HALUT, zonasatu.net || Pemerintah Kabupaten Halmahera Utara menggelar peringatan Hari Ulang Tahun ke-23, Selasa (2/6/2026). Upacara paripurna berlangsung khidmat di gedung depan Kantor Bupati, Halut, dihadiri Forkopimda, ASN, tokoh adat, akademisi, dan pelajar.
Memasuki usia 23 tahun, Halut disebut Wakil Bupati Dr. Kasman Hi. Ahmad sebagai buah dari perjuangan panjang para pendahulu. Ia menegaskan, kemajuan daerah hari ini tidak lepas dari pengorbanan mereka yang memperjuangkan pemekaran.
“Lewat film dokumenter yang ditayangkan, kita diingatkan kembali jasa para tokoh pemekaran. Penghormatan setinggi-tingginya kami sampaikan kepada Bapak Djidon Hangewa, Bapak Hein Namotemo, dan Bapak Frans Manery,” ungkap Kasman.
Bersama Bupati Dr. Piet Hein Babua, Kasman menyatakan siap melanjutkan amanah pembangunan. Ia membuka ruang bagi kritik dan saran masyarakat sebagai bahan evaluasi agar kebijakan daerah semakin berpihak ke rakyat.
Tantangan ke depan masih besar, kata Kasman.

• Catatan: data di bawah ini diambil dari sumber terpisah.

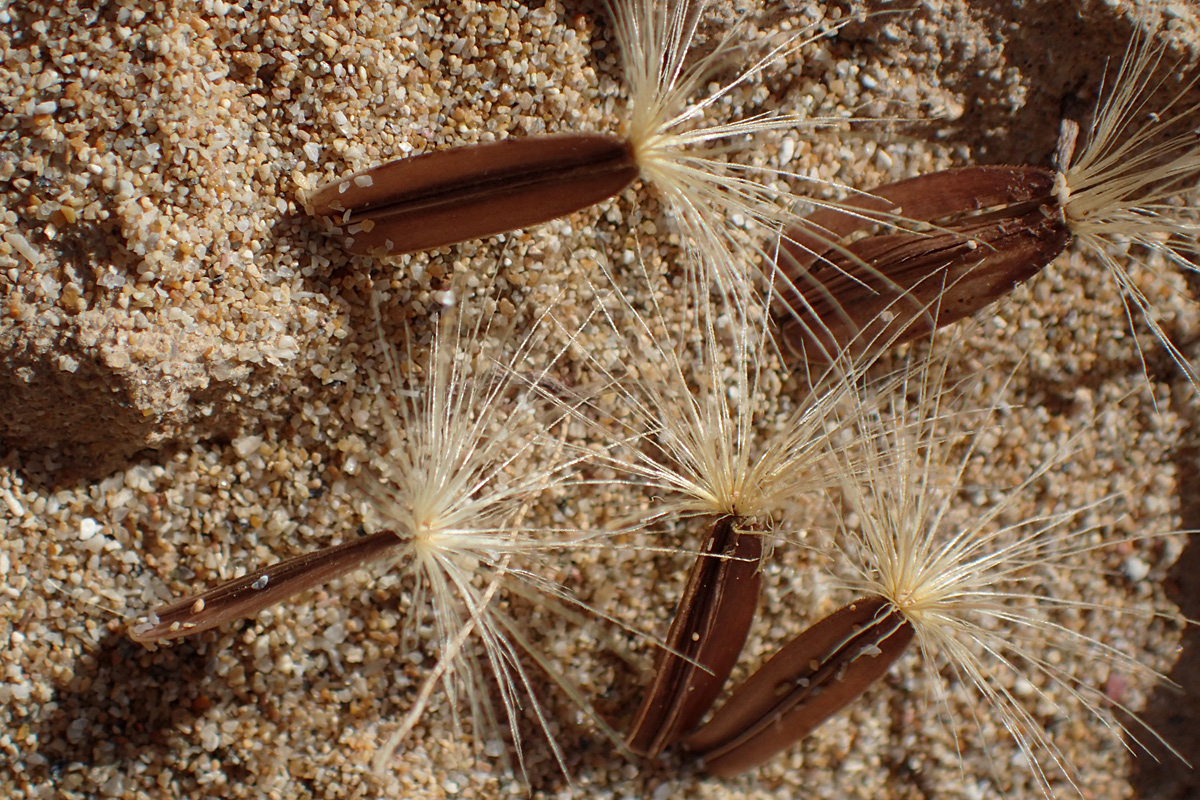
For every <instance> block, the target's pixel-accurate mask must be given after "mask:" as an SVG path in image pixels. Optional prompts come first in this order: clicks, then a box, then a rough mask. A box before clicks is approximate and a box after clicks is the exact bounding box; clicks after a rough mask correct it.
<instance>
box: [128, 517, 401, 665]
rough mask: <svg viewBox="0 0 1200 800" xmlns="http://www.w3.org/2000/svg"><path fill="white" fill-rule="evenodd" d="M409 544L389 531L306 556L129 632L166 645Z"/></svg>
mask: <svg viewBox="0 0 1200 800" xmlns="http://www.w3.org/2000/svg"><path fill="white" fill-rule="evenodd" d="M406 546H407V543H406V542H404V541H403V540H402V539H400V537H398V536H396V534H394V533H392V531H390V530H380V531H379V533H377V534H372V535H370V536H359V537H358V539H355V540H354V541H350V542H346V543H344V545H337V546H335V547H328V548H325V549H323V551H317V552H316V553H305V554H304V555H298V557H296V558H294V559H289V560H287V561H281V563H278V564H274V565H271V566H269V567H264V569H262V570H259V571H257V572H251V573H250V575H247V576H245V577H241V578H238V579H235V581H230V582H229V583H224V584H221V585H220V587H217V588H216V589H210V590H209V591H206V593H204V594H203V595H199V596H193V597H186V599H184V600H176V601H175V602H173V603H169V604H167V606H163V607H161V608H157V609H155V612H154V613H152V614H150V616H149V619H148V620H146V621H144V622H139V624H137V625H133V626H132V627H131V628H130V638H131V639H133V640H134V642H163V640H168V639H179V638H182V637H185V636H192V634H193V633H200V632H202V631H206V630H209V628H210V627H216V626H217V625H223V624H224V622H228V621H232V620H235V619H241V618H244V616H252V615H254V614H257V613H258V612H260V610H262V609H264V608H266V607H268V606H274V604H275V603H277V602H280V601H282V600H287V599H288V597H290V596H292V595H294V594H298V593H300V591H304V590H305V589H312V588H313V587H317V585H319V584H322V583H325V582H328V581H332V579H334V578H337V577H341V576H343V575H346V573H347V572H352V571H353V570H356V569H358V567H360V566H362V565H364V564H366V563H368V561H377V560H379V559H382V558H385V557H386V555H389V554H391V553H392V552H394V551H397V549H401V548H403V547H406Z"/></svg>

Tiga fokus utama Pemkab Halut adalah penanganan stunting, pengelolaan lingkungan, serta optimalisasi sumber daya alam untuk meningkatkan kesejahteraan masyarakat.
Tema HUT ke-23 tahun ini sengaja mengangkat kelapa sebagai simbol potensi unggulan daerah. Kasman mengajak seluruh elemen masyarakat bersatu mendukung pembangunan Halmahera Utara yang lebih maju, mandiri, dan sejahtera.
Senada disampaikan Bupati Dr. Piet Hein Babua. Ia mengutip pepatah, “Jika engkau berteduh di bawah pohon, jangan lupakan siapa yang menanamnya”, untuk mengingatkan warga agar tidak melupakan sejarah dan jasa para pejuang pemekaran.
“Sejarah boleh dilupakan manusia, tapi tidak bisa dihapus. Kita wajib menghormati mereka yang telah meletakkan dasar pembangunan daerah ini,” tegas Piet di hadapan peserta paripurna.